CRA publishes Doeckel and Grundman on “Security and the Commons: A Segmentation of Assets by Function”

1 July 2010 • 0 Comments

How should the aerospace and defense industry think strategically about the attention now being focused on securing “the Commons”? The prevailing conceptions of this problem are associated with two distinct customer perspectives, neither of which is well suited to informing strong business strategies. From the perspective of armed forces, the problem is about assuring access through “ungoverned spaces” as they may manifest themselves in the mostly familiar operating domains of sea, air, land, space, and cyberspace. From the perspective of homeland defense, the problem of securing the Commons is primarily about protecting the national infrastructure of industrial production, commercial services, agriculture, healthcare, and public safety thought to be critical to the functioning of the economy. While articulating real and novel challenges, conceptions focused on domain access and the regulation of infrastructure assets have done little for the A&D industry to illuminate new approaches to gaining competitive advantage in this adjacent space.

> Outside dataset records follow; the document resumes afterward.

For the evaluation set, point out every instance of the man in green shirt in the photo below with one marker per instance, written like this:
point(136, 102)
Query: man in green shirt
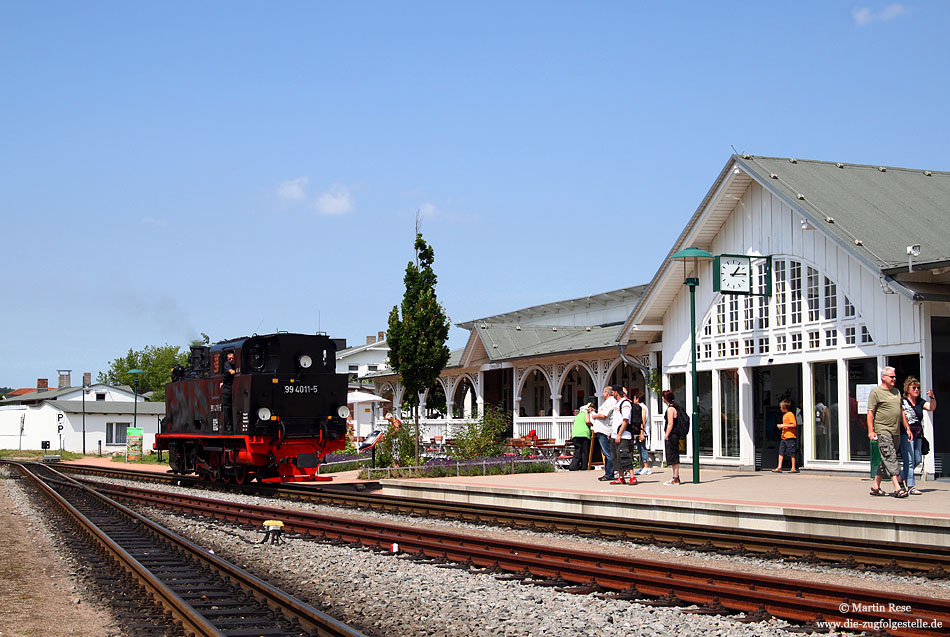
point(580, 436)
point(885, 418)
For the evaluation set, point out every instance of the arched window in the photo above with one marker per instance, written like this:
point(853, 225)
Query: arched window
point(805, 310)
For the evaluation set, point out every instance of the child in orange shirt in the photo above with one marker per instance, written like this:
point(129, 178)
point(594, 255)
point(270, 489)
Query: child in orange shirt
point(789, 443)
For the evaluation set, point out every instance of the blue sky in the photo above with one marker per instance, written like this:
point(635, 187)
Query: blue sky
point(170, 168)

Consequently, neither of these perspectives on securing the Commons has inspired especially coherent business response to the imperatives of securing the Commons.

A more powerful framework for such business strategies focuses on the assets associated with the Commons and takes stock of the particular functions that invest in these assets a “common” value. The interactive graphic featured in this issue of CRA’s Closer Look presents an illustrative array of these assets organized into a framework of technological functions. Each cell in this matrix characterizes a class of assets that is distinguished by its primary object—matter, energy, or information—and the action it takes with respect to that object—to process, transport, or store. Each combination of object and action suggests a distinctive function which the corresponding assets play in relation to an entire system. And it is the functional significance of these assets that opens a conceptual door to insights about successful business strategies for addressing customer needs to secure the Commons.

Seen in this framework, the customer needs associated with securing the Commons are more tractable to analysis of customer demand and the formulation of supplier responses. For example, in the context of how these assets create common value, the size and pace of customer demand can begin to be appraised by evaluating the risks and consequences of events that may impair the security of these assets—events of the sort that animate the interactive graphic. Moreover, the organization of Commons assets by this scheme also suggests patterns of customer needs that may form the foundation for a coherent business strategy. For example, a competitive strategy could be organized around the assets associated with a single function, like securing energy-storage assets, or some other combination of functions that may be amenable either to a common operational approach (e.g., protecting fixed assets, arteries, information) or to a distinct technological solution (e.g., biometrics, remote sensing, data processing).